Kayısı ve fıstıklı yumurtalı ekmek
“Kramer Kramer’e Karşı”da Dustin Hoffman’ı filmdeki oğlu için yumurtalı ekmek hazırlarken hatırlayanlarınız olacaktır. Kızarmış haliyle tavada pişmiş balığa benzediği için mi bilmiyorum, bizim evde balık ekmek diye bilinirdi. Yanında biraz reçel ve peynir de varsa dört dörtlük bir kahvaltıdır benim için. Bu hafta batılıların “French Toast” dediği, içi doldurulmuş yumurtalı ekmeği denedim iyice tatlanmış kayısılarla. Tostları da, hafif pişmiş taze kayısı, Antep fıstığı ve şekeri dengelemesi için biraz dil peyniriyle doldurup kızarttım. Ekmekleri batırdığınız yumurtanın omlet gibi olmaması için yumurtaya çok az süt ekleyebilirsiniz.
4 kişilik malzeme:
Kayısı 20 tane Fıstık Dilediğiniz kadar Dil peyniri 7-8 dilim Yumurta 2 tane Süt 1 çorba kaşığı Kızartmak için ayçiçek yağı (Daha lezzetli ve kolesterollü olması için biraz tereyağı da katabilirsiniz.) Üzerine serpmek için pudra şekeri (Tostlara şeker serptikten sonra kızgın ızgara tavada 2-3 saniye tutarak iz verebilirsiniz.) Şeker 1 tatlı kaşığı
Metot: Kayısıları çekirdeklerini aldıktan sonra 160 dereceye ayarlanmış fırında 10 dakika kadar pişirin. 15 kayısıyı ekmeklerin içine fıstık ve peynirle beraber doldurun. Sos yapmak için ayırdığınız kayısıları mutfak robotunda bir tatlı kaşığı şekerle çekin, akışkan bir kıvam için de azıcık su ekleyin. Hazırladığınız ekmekleri yumurtalı süte batırıp kızgın yağda altlı üstlü kızartın. İyice renk aldıktan sonra üzerine pudra şekeri serpip kayısı püresiyle servis edin.
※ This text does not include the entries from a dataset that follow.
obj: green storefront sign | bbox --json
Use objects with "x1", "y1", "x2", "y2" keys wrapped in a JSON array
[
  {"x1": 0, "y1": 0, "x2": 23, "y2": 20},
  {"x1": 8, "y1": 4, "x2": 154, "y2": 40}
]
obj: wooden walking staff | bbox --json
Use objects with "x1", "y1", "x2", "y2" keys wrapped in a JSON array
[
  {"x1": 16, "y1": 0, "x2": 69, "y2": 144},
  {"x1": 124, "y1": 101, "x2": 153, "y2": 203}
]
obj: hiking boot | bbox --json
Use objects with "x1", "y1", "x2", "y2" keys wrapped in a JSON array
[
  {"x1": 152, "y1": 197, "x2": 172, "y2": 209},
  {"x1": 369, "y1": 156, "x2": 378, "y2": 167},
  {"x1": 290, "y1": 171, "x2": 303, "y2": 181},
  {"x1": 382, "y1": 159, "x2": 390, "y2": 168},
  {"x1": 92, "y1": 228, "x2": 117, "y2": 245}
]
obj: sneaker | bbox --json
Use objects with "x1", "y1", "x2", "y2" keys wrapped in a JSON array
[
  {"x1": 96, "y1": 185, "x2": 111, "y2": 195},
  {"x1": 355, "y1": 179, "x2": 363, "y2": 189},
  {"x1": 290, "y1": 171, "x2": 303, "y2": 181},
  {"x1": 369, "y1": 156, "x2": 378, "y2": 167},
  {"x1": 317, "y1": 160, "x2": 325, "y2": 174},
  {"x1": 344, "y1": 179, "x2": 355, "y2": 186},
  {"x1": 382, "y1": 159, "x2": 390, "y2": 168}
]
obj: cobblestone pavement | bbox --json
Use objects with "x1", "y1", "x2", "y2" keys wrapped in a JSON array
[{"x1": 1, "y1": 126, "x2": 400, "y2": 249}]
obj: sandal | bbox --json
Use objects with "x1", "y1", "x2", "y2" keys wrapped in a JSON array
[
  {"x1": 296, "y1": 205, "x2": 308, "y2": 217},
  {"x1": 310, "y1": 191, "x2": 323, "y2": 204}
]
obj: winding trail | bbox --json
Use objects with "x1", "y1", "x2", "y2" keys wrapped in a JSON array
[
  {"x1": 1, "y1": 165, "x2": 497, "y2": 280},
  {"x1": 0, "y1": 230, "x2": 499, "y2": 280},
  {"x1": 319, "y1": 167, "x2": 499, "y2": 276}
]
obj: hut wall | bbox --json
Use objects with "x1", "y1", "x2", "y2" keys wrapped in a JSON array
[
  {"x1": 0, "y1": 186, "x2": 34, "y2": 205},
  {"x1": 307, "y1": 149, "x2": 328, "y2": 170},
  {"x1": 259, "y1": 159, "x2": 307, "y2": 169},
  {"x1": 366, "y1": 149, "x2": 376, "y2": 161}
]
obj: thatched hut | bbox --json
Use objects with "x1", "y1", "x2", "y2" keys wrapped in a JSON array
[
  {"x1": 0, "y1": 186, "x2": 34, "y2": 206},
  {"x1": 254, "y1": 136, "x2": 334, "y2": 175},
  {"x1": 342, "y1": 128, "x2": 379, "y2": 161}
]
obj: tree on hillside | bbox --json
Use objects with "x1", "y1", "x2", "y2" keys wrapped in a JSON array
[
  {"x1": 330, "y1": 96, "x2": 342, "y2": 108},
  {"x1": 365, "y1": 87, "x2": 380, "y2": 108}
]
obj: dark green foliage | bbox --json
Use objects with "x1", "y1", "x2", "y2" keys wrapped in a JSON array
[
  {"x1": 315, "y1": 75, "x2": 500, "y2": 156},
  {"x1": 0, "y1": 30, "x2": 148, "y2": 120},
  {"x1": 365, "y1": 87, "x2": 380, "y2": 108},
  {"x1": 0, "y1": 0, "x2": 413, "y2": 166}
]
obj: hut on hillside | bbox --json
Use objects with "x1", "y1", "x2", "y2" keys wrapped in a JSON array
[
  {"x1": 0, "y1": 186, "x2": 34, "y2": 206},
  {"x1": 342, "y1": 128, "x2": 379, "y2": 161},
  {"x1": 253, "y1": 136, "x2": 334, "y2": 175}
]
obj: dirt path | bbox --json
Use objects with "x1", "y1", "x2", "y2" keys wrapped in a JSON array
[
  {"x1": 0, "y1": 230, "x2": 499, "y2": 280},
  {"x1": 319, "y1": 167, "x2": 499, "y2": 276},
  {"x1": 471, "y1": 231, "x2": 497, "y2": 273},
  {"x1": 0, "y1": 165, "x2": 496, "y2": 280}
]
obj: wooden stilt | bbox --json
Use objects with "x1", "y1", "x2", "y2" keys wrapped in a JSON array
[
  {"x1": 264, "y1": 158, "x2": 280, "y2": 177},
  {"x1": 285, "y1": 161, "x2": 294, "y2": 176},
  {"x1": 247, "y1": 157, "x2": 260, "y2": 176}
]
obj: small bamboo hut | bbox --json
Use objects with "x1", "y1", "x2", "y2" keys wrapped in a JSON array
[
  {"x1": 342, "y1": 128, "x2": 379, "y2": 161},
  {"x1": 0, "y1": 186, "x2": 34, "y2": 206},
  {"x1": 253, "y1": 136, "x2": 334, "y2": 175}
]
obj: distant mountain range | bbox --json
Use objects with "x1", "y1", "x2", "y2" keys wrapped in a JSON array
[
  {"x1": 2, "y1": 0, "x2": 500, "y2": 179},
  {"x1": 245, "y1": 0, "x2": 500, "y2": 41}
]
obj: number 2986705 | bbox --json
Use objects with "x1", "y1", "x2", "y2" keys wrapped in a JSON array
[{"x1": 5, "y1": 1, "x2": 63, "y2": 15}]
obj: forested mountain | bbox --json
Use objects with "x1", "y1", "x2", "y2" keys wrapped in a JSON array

Mutfakta Arap & Yahudi füzyonu
Sami, Kudüs’ün doğusunda bir Arap mahallesinde, Yotam ise aynı şehrin batısında bir Yahudi olarak dünyaya gelmişler aynı sene. Yotam felsefe ve edebiyat okuduktan sonra doktora yapmak için Londra’ya gitmiş. Ancak aklında aşçılık varmış. İlk iş olarak yapmak isteyip istemediğinden gerçekten emin olmak için “Le Cordon Bleu” isimli aşçılık okuluna yazılmış ve bitirdiği gibi bu sektörde devam etmeye karar vermiş. “30 yaşında biri olarak catering dünyasında antikadan farksızsınız” diye anlatıyor “Ottolenghi” isimli kitaplarının önsözünde. Sami’nin aşçılık serüveni ise daha Kudüs’teyken başlamış, sonra ortak olacak bu iki adamın yolları Londra’da kesişmiş ve hemen tanıştıkları anda güzel şeyler ortaya çıkarabileceklerini fark etmişler. Yeni çıkan kitaplarında kişniş, zahter, sumak ve tahinin bolca kullanıldığı tuzlu tariflerin yanı sıra benim gittiğim yemek okuluna ders vermek için geldikleri gün yaptıkları harika beze tariflerine de yer vermişler. Eğer beze merakınız varsa güllü, fıstıklı ve tarçınlı olanlarını mutlaka denemenizi isterim (Ottolenghi, The Cookbook). Kitap İngilizce ama bezeleri mutlaka denemek isteyenlere tariflerle ilgili yardımcı olabilirim.